Vu la procédure suivante :
Procédure contentieuse antérieure :
M. C... B... A... et la société civile immobilière SPQR ont demandé au tribunal administratif de Nîmes d'annuler la décision du 3 février 2021 par laquelle le maire de Bollène a décidé de préempter un immeuble situé sur le territoire de cette commune et cadastré section BZ, parcelles n° 87 et 89.
Par un jugement n° 2100664 du 14 février 2023, le tribunal administratif de Nîmes a rejeté cette demande.
Procédure devant la cour :
Par une requête et deux mémoires, enregistrés les 13 avril 2023, 15 février et 6 mars 2024, M. B... A... et la société civile immobilière SPQR, représentés par Me Geoffret, demandent à la cour :
1°) d'annuler ce jugement ;
2°) d'annuler la décision du 3 février 2021 du maire de Bollène ;
3°) de mettre à la charge de la commune de Bollène une somme de 2 000 euros à verser à chacun d'eux au titre de l'article L. 761-1 du code de justice administrative.
Ils soutiennent que :
- leur requête est recevable ;
- le jugement contesté est mal fondé dès lors que la décision attaquée est illégale ;
- la décision de préemption est entachée d'une insuffisance de motivation et en estimant le contraire, le tribunal a entaché son jugement d'erreur de fait ;
- elle n'est fondée sur aucun projet réel d'action ou d'opération d'aménagement et le tribunal s'est mépris en estimant que cette décision concourait à la réalisation d'une orientation du projet d'aménagement et de développement durables du plan local d'urbanisme de la commune de Bollène et qu'elle s'inscrivait dans une action d'aménagement plus large caractérisée par des décisions de préemption antérieures ;
- les premiers juges ont commis une erreur de fait dès lors que la parcelle préemptée par décision du 17 septembre 2020 n'est pas, comme le retiennent les motifs du jugement, cadastrée section BZ n° 85 mais section CA n° 85 ;
- la décision de préemption attaquée est entachée d'incompétence et d'erreur de droit dès lors que la communauté de communes Rhône-Lez-Provence, qui détient la compétence obligatoire " aménagement de l'espace ", doit être regardée comme la seule titulaire du droit de préemption, en l'absence de preuve de l'existence d'une délibération prise par cet établissement public dans le délai de deux ans posé par l'article L. 5214-16 du code général des collectivités territoriales et définissant les contours de l'intérêt communautaire ;
- elle est entachée d'un détournement de pouvoir, l'acte attaqué ayant été pris en raison de considérations d'opportunité ;
- elle n'est pas justifiée par un intérêt général suffisant.
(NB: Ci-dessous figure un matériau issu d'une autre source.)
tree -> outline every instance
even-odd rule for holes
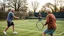
[[[33,10],[34,10],[34,13],[35,13],[36,10],[37,10],[37,8],[38,8],[38,6],[39,6],[39,3],[38,3],[37,1],[33,1],[33,2],[31,3],[31,5],[32,5]]]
Par deux mémoires en défense, enregistrés les 24 novembre 2023 et 29 février 2024, la commune de Bollène, représentée par Me Cazin, conclut au rejet de la requête et à ce qu'une somme de 3 000 euros soit mise à la charge solidaire des requérants au titre de l'article L. 761-1 du code de justice administrative.
Elle fait valoir que les moyens soulevés ne sont pas fondés.
Par une ordonnance du 15 février 2024, la clôture de l'instruction a été reportée au 7 mars 2024.
Vu les autres pièces du dossier.
Vu :
- le code général des collectivités territoriales ;
- le code de l'urbanisme ;
- le code de justice administrative.
Les parties ont été régulièrement averties du jour de l'audience.
Après avoir entendu au cours de l'audience :
- le rapport de M. Teulière, président assesseur,
- les conclusions de M. Diard, rapporteur public,
- les observations de Me Geoffret, représentant les requérants,
- et les observations de Me Cazin, représentant la commune de Bollène.
Considérant ce qui suit :
1. Par une déclaration d'intention d'aliéner en date du 7 décembre 2020, la société civile immobilière du Querrelle, en sa qualité de propriétaire, a fait connaître à la commune de Bollène (Vaucluse) son projet de cession d'immeubles situés 6 rue Plan de Grignan, parcelle cadastrée section BZ n° 87 et 11 rue Anatole France, parcelle cadastrée section BZ n° 89, à la société civile immobilière SPQR pour un prix de vente total de 108 000 euros. Par une décision du 3 février 2021, le maire de Bollène a décidé d'exercer le droit de préemption urbain sur ces biens au prix proposé. La société civile immobilière SPQR et M. B... A..., son gérant, relèvent appel, en qualité d'acquéreurs évincés, du jugement du 14 février 2023 par lequel le tribunal administratif de Nîmes a rejeté leur demande tendant à l'annulation de la décision du maire de Bollène du 3 février 2021.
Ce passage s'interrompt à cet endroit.